I have installed elastic search version 6.2.3 over docker.
I face the following error when trying to install the following elasticsearch plugin
org.wikimedia.search:extra
Exception in thread "main" java.lang.IllegalArgumentException: plugin [extra] is incompatible with version [6.2.3]; was designed for version [5.5.2]
I tried to install the plugin using the following command:
RUN /usr/share/elasticsearch/bin/elasticsearch-plugin install org.wikimedia.search:extra:5.5.2.3
I was trying to install this plugin to load wikipedia dictionary into elasticsearch but the latest version for the plugin is 5.5.2
Two years ago wikimedia has made available dumps of the production elasticsearch indices. So to load wikipedia, also wiktionary, into elastic is now very simple
The indices are exported every week and for each wiki there are two exports.
The content index, which contains only article pages, called content;
The general index, containing all pages.

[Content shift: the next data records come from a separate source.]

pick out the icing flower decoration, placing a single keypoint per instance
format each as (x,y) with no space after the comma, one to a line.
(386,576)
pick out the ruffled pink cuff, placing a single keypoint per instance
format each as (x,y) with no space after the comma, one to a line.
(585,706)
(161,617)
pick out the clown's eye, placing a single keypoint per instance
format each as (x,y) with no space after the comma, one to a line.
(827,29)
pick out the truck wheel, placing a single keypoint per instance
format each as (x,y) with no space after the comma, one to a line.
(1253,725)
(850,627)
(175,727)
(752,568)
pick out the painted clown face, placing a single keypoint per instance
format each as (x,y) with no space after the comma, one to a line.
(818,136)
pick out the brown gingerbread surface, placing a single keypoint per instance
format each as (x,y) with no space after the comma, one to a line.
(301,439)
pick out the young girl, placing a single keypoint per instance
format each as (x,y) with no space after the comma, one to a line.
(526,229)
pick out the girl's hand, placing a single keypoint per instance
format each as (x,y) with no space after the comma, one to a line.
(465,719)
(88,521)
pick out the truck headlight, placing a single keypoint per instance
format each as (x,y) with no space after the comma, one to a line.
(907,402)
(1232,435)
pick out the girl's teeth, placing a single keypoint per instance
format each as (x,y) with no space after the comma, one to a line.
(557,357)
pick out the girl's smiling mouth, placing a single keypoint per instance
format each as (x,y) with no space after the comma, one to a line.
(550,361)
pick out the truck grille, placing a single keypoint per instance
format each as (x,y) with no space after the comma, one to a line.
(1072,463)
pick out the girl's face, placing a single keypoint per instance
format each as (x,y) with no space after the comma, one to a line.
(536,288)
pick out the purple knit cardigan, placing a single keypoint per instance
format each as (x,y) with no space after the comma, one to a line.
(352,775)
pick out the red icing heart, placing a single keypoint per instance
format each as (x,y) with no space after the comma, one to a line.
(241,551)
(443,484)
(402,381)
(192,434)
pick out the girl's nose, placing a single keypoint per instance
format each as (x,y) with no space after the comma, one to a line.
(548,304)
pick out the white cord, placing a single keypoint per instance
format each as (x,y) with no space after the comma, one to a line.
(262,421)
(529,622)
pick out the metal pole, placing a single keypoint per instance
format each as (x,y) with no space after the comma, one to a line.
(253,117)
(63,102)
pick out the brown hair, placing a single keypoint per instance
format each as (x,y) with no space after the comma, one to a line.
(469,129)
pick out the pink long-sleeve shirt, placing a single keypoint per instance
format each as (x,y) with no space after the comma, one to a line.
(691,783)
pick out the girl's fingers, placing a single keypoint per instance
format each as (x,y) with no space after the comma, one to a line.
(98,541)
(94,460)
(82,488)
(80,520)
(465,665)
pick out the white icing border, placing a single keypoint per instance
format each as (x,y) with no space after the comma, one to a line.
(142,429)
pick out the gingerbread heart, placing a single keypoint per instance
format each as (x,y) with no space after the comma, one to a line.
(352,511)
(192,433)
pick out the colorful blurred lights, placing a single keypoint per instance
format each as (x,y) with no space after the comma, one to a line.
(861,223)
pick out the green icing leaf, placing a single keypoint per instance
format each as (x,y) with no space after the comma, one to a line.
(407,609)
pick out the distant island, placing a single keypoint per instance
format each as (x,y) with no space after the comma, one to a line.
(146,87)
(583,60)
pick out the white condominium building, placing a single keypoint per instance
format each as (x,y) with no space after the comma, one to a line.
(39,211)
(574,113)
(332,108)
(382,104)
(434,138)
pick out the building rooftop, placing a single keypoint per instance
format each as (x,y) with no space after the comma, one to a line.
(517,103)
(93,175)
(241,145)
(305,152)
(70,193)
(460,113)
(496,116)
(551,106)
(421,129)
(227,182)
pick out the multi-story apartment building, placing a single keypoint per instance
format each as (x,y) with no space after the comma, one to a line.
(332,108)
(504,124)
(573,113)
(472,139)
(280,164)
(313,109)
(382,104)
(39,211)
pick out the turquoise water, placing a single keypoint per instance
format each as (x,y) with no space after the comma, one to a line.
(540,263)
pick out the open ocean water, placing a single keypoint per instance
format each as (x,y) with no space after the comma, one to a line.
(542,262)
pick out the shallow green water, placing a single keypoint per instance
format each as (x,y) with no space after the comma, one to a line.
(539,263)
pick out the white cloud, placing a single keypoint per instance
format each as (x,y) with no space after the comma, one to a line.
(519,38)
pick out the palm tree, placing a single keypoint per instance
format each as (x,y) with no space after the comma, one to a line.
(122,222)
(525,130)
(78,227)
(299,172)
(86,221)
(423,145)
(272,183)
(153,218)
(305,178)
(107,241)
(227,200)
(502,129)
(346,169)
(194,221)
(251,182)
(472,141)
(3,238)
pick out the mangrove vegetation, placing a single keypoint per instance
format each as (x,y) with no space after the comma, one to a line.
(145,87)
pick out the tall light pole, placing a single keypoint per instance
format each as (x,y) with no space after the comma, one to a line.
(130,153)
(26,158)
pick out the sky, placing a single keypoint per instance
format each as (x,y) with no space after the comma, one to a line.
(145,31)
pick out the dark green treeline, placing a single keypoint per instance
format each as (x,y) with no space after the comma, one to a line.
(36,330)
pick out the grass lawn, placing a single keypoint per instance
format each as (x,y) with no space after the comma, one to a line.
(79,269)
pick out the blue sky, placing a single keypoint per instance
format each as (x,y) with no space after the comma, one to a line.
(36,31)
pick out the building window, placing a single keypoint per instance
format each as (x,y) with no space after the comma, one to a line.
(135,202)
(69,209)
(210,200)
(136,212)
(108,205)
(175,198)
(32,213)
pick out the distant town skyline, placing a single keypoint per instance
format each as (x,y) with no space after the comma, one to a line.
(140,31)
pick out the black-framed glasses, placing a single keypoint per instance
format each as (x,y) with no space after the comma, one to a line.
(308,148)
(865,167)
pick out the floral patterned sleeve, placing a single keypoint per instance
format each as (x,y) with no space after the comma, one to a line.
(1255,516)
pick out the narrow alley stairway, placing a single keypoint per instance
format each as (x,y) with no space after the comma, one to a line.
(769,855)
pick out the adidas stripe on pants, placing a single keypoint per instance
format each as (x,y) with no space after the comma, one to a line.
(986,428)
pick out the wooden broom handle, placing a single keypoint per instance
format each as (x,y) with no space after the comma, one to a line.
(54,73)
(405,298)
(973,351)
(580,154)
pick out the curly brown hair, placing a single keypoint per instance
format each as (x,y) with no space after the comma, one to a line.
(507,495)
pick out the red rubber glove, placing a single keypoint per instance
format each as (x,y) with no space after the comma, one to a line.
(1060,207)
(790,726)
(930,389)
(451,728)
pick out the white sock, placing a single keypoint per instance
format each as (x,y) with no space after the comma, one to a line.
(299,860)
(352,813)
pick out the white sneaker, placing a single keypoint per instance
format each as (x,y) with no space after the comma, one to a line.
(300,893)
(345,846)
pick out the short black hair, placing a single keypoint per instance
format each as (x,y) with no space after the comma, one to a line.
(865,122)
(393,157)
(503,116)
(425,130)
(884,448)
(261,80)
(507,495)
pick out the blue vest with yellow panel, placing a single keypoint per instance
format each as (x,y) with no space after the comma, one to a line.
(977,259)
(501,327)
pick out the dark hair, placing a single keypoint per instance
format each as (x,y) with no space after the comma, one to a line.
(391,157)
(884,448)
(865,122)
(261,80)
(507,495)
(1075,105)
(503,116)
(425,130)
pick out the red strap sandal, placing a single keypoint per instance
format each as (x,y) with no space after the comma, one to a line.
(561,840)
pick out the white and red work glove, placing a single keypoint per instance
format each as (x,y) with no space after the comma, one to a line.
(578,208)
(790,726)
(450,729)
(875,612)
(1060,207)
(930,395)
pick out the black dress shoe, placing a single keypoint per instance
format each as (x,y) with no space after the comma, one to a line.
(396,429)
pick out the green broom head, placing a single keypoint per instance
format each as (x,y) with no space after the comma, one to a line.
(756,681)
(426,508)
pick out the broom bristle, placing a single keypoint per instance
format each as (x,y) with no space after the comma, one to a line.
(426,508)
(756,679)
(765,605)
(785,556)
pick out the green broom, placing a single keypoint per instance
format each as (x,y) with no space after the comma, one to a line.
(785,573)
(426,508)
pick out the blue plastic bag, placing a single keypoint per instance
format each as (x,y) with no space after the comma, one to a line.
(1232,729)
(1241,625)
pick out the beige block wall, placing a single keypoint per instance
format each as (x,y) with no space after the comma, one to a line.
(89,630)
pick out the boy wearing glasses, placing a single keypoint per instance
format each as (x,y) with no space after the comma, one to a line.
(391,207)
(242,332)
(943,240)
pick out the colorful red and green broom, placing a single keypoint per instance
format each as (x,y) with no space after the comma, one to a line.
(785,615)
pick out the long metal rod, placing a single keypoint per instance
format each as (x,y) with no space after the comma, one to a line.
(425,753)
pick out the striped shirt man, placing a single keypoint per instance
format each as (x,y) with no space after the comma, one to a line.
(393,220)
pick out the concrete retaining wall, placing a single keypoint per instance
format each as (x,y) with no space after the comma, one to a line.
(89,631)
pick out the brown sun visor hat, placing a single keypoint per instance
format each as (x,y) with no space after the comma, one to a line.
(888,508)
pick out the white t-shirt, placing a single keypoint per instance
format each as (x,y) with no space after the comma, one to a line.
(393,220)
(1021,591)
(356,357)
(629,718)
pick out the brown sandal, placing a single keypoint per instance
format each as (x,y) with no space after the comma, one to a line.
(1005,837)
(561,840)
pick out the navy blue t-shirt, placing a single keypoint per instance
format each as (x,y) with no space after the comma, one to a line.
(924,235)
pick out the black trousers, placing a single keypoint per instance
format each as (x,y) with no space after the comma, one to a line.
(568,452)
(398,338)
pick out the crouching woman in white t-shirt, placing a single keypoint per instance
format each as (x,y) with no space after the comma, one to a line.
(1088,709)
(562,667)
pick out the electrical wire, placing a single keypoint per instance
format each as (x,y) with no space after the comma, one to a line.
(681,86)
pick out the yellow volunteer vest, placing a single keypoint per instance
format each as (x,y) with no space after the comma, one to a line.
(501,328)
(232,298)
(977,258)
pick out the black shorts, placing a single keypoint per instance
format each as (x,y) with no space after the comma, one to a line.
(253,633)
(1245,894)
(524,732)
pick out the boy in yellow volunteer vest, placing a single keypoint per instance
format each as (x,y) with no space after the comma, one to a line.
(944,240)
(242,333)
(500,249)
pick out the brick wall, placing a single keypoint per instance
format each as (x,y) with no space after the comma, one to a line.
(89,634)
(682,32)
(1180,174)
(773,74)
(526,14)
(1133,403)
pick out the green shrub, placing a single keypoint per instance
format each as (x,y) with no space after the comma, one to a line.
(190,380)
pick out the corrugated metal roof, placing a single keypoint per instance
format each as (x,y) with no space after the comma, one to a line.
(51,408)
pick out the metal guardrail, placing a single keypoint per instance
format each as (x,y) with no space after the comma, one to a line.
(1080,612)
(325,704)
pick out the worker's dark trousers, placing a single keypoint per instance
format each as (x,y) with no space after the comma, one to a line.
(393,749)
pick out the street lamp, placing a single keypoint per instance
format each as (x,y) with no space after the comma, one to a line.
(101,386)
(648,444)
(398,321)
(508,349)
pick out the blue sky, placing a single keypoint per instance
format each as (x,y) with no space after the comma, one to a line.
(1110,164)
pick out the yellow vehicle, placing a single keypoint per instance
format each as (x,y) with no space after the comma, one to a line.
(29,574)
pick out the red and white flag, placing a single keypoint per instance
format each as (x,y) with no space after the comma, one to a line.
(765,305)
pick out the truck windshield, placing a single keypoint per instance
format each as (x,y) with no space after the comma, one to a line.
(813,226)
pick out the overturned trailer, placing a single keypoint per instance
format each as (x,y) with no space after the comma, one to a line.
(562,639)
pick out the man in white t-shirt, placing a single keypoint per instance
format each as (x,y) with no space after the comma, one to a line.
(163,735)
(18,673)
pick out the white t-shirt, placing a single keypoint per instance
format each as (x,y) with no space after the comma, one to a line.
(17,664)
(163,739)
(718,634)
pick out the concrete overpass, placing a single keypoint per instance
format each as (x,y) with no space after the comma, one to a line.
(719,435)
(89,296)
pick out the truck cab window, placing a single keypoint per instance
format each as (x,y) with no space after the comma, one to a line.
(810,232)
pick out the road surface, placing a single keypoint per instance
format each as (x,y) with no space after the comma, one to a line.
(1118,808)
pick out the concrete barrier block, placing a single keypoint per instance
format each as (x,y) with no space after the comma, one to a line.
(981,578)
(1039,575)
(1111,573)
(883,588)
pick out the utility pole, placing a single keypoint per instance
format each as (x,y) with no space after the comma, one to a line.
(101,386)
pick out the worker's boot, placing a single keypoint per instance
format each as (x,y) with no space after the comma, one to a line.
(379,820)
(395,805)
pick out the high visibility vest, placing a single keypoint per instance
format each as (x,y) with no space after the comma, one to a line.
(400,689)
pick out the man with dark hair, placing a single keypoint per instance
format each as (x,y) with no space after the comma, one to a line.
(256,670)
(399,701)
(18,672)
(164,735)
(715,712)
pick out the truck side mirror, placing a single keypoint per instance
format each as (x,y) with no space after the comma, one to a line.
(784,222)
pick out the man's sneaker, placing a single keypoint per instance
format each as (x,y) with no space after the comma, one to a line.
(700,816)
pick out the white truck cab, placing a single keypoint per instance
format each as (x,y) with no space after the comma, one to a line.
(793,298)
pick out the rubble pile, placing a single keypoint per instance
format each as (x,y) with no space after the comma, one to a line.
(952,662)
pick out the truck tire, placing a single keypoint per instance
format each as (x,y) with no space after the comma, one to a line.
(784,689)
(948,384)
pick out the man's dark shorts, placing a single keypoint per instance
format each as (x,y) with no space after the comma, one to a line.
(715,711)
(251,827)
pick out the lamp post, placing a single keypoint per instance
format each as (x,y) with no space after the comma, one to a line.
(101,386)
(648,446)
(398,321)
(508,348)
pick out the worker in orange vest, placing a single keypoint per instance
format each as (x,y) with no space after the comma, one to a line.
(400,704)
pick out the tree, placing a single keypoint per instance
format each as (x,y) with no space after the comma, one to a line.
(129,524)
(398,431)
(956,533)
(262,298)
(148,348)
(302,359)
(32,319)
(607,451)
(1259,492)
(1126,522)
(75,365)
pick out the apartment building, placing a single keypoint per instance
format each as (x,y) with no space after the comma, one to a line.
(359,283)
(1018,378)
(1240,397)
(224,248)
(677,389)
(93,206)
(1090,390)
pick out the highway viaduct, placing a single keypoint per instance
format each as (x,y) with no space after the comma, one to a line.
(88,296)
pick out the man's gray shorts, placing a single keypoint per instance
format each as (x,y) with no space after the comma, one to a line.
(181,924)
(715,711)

This includes talk pages, templates, etc, called general;
you can find them here http://dumps.wikimedia.org/other/cirrussearch/current/
create a mapping according your needs. For example:
{
"mappings": {
"page": {
"properties": {
"auxiliary_text": {
"type": "text"
},
"category": {
"type": "text"
},
"coordinates": {
"properties": {
"coord": {
"properties": {
"lat": {
"type": "double"
},
"lon": {
"type": "double"
}
}
},
"country": {
"type": "text"
},
"dim": {
"type": "long"
},
"globe": {
"type": "text"
},
"name": {
"type": "text"
},
"primary": {
"type": "boolean"
},
"region": {
"type": "text"
},
"type": {
"type": "text"
}
}
},
"defaultsort": {
"type": "boolean"
},
"external_link": {
"type": "text"
},
"heading": {
"type": "text"
},
"incoming_links": {
"type": "long"
},
"language": {
"type": "text"
},
"namespace": {
"type": "long"
},
"namespace_text": {
"type": "text"
},
"opening_text": {
"type": "text"
},
"outgoing_link": {
"type": "text"
},
"popularity_score": {
"type": "double"
},
"redirect": {
"properties": {
"namespace": {
"type": "long"
},
"title": {
"type": "text"
}
}
},
"score": {
"type": "double"
},
"source_text": {
"type": "text"
},
"template": {
"type": "text"
},
"text": {
"type": "text"
},
"text_bytes": {
"type": "long"
},
"timestamp": {
"type": "date",
"format": "strict_date_optional_time||epoch_millis"
},
"title": {
"type": "text"
},
"version": {
"type": "long"
},
"version_type": {
"type": "text"
},
"wiki": {
"type": "text"
},
"wikibase_item": {
"type": "text"
}
}
}
}
}
once you have created the index you just type:
zcat enwiki-current-cirrussearch-general.json.gz | parallel --pipe -L 2 -N 2000 -j3 'curl -s http://localhost:9200/enwiki/_bulk --data-binary @- > /dev/null'
Enjoy!